Human-in-the-loop design: handling login & verification codes safely

Patterns for safe approvals and login checkpoints in Open-AutoGLM workflows.

Login flows and verification codes are the most sensitive part of phone‑agent automation. This tutorial shows how to design human‑in‑the‑loop checkpoints so Open-AutoGLM can assist without bypassing security or violating terms.

TODO: replace with login checkpoint diagram

Why human‑in‑the‑loop matters

Login screens are designed for humans. Automating them end‑to‑end increases security risk and can violate app policies. A safer approach is to let the agent navigate to the login step, then pause and wait for human confirmation or manual input.

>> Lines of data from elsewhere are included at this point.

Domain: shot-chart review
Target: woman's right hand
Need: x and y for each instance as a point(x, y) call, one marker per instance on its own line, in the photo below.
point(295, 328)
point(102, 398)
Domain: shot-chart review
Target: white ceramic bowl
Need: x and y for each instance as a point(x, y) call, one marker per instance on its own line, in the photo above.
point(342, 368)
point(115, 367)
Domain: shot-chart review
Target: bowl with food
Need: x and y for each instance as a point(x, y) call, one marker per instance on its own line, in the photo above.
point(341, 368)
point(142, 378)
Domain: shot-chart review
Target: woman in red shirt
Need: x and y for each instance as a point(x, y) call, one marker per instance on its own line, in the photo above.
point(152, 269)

This protects user accounts and provides a clear audit trail of actions.

Design goals

Aim for:

  • Explicit checkpoints before any credential entry.
  • Clear prompts that explain what the agent will do next.
  • Manual entry for passwords and verification codes.
  • Auditable logs for every sensitive step.
  1. Agent navigates to login screen.
  2. Agent requests confirmation to proceed.
  3. Human enters credentials or OTP.
  4. Agent resumes after confirmation.

This simple loop is safer than fully automated login.

UI design for approvals

If you build a wrapper UI around the agent, include:

  • A clear Approve / Reject control.
  • A short explanation of the next action.
  • A screenshot or element highlight of the target button.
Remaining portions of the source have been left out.